La face cachée de Décarie
Nous avons procédé à une enquête, en écumant les immeubles du boulevard Décarie. Derrière certaines portes où aucune signalisation n'est affichée, bureaux et agents de placement attendent de nouveaux candidats à l'emploi temporaire.
Sous couverture, je me suis fait passer pour un étudiant français démuni de permis de travail, à la recherche d'un emploi temporaire.
Lors d'une première visite dans une agence, mon interlocuteur m'a fait remplir un formulaire complet, sans aucune vérification d'identité, ni de validité de mon numéro d'assurance sociale.
Une fois la tâche effectuée, je signalais ma situation et le fait que je ne possédais pas de permis de travail. «Ce n'est pas grave» m'a-t-on répondu. «Ce n'est pas vraiment un problème». Ayant postulé pour un emploi de cariste (conducteur de chariots élévateurs), je me renseignai sur les modalités en cas d'accident du travail. Réponse: «tu fais un peu attention en travaillant et ça ira». La candidature était dès lors validée.
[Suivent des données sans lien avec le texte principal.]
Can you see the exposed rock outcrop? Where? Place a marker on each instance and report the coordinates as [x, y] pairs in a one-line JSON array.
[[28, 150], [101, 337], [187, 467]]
Au cours d'une deuxième visite, au sein d'une autre agence du même type, je suivis exactement la même procédure. Là, les préposés à l'accueil s'avéraient plus réticents, cherchant à savoir si une demande de permis ne pouvait pas être effectuée. Le dossier fut néanmoins archivé. Rappelant quelques jours plus tard, le préposé m'indiqua que «en ce moment, la période n'est pas bonne et nous ne pouvons pas accepter des personnes sans permis». Ce qui indique implicitement que des périodes où le recours à des travailleurs illégaux ont eu ou auront lieu.
Ces deux expériences ont été effectuées à Saint-Laurent. Des emplois ont été proposés dans des entreprises de l'arrondissement Lachine, mais l'un des agents nous indiquait que des entreprises de Saint-Laurent figuraient dans leur liste de clients.
«Lors de nos visites au sein des entreprises, nous avons constaté que beaucoup d'employeurs ont recours à des travailleurs temporaires rémunérés à des taux anormalement bas, témoigne Michèle Caron. Le phénomène des agences douteuses risque d'augmenter, conséquence de la pénurie de main d'œuvre. Notre rôle consiste uniquement à faire de la prévention auprès des entreprises.»
Quant à encadrer ce nouveau phénomène, il faudra attendre que le gouvernement se penche sérieusement sur le dossier.